Samples, with a minimum concentration 1 ng/ul, were sequenced at the Australian Genome Research Facility node in Melbourne, Victoria.

  1. sonication: Covaris E220 Focused Ultrasonicator (50 µl preps).
  2. library construction: TruSeq Nano DNA Library kits following manufacturer protocol (350bp median insert).
  3. library assessment: gel electrophoresis, Agilent D1000 ScreenTape Assay.
  4. library quantification: qPCR, KAPA Library Quantification Kits for Illumina.
  5. sequencing: Illumina HiSeq 2500, 2x125 bp paired-end, HiSeq PE Cluster Kit, v5 and HiSeq SBS Kit, v4 (250 cycles).
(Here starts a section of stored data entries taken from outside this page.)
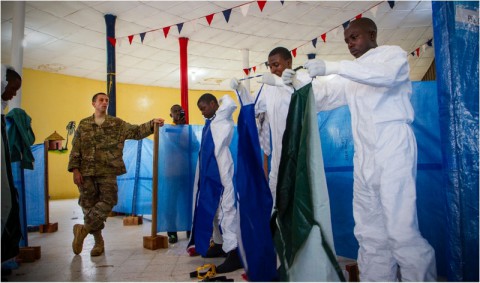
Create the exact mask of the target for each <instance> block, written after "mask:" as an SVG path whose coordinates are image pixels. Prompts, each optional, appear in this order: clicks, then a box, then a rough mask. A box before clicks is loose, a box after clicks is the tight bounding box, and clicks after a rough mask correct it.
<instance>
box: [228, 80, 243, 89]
mask: <svg viewBox="0 0 480 283" xmlns="http://www.w3.org/2000/svg"><path fill="white" fill-rule="evenodd" d="M240 85H241V82H240V81H238V80H237V78H232V79H231V80H230V88H231V89H233V90H239V89H240Z"/></svg>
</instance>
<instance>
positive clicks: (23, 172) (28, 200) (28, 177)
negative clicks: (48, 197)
mask: <svg viewBox="0 0 480 283" xmlns="http://www.w3.org/2000/svg"><path fill="white" fill-rule="evenodd" d="M31 150H32V154H33V157H34V158H35V162H34V165H33V170H28V169H21V168H20V162H14V163H12V174H13V182H14V184H15V187H16V189H17V191H18V198H19V204H20V222H21V226H22V235H23V239H22V240H21V241H20V246H21V247H26V246H28V235H27V226H39V225H41V224H46V223H45V158H44V145H43V143H42V144H36V145H33V146H31Z"/></svg>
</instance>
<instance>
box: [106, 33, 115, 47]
mask: <svg viewBox="0 0 480 283" xmlns="http://www.w3.org/2000/svg"><path fill="white" fill-rule="evenodd" d="M107 39H108V41H109V42H110V44H111V45H112V46H113V47H115V43H116V41H117V40H116V39H115V38H113V37H110V36H107Z"/></svg>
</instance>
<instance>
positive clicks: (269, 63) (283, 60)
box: [268, 54, 292, 77]
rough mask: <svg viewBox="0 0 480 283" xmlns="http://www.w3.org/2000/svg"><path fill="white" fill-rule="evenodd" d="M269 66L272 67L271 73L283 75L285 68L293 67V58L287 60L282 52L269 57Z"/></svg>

Chloroplast Genome Assembly

DNA sequence reads were assembled at the ARC CoE in Plant Energy Biology as follows:

DNA assembly bioinformatic pipeline

  1. removed adapter sequences with cutadapt (v1.9.1).
  2. normalized read depth based on k-mer counts using BBNorm, (a tool in the BBMap package), with a k-mer low/high coverage cut-off of 10/500.
  3. corrected read errors using SPAdes (v3.6.1).
  4. merged overlapping paired-end reads using BBMerge (v8.82), another tool in BBMap package.
  5. assembled merged reads with Velvet (v1.2.10) with k-mer values of 51, 71, 91 and 111, and with low coverage cut-off values of 10, 7, 15 and 20. Velvet assembly was terminated if assembled contigs of a plastid under one set of parameters met the desired criteria for length and k-mer coverage.
  6. for each assembly, MUMmer (version 3.23) was used to align assembled contigs with all sequences in a local database comprising plastid genomes from GenBank (1366 organisms) and the newly assembled genomes in this study.
  7. for each assembly, the best reference sequence was chosen as that which covered the most sequence with the least number of contigs based in the alignment.
  8. aligned contigs were ordered, oriented and connected directly to be a single longer sequence if the assembled plastid sequences satisfied the above requirement. Otherwise, Velvet assembly under other coverage cut-off and k-mer values could be launched until all running rounds for one sample were finished. When quality contigs were not yet obtained using the de novo approach ultimately, assembly could be switched to reference-guided approach. The best pair of a reference and contigs set in all alignments was chosen and plastid contigs were connected to be a single sequence. Additionally, a new assembler, The ORGanelle ASeMbler (v b2.2) was used to assemble corrected reads into a single contig for all samples.
  9. draft genomes were refined by:
    1. filling gaps using GapFiller (v1.10)
    2. mapping the raw reads to the genomes using BWA (v0.7.5a-r405)
    3. correcting and verifying the assembly with Pilon (v1.16)
  10. for multiple assemblies of some samples, one assembly containing the maximum number of nucleotides supported by reads was kept.
  11. the resultant assembly was added to the local database and the protocol repeated for the next sample.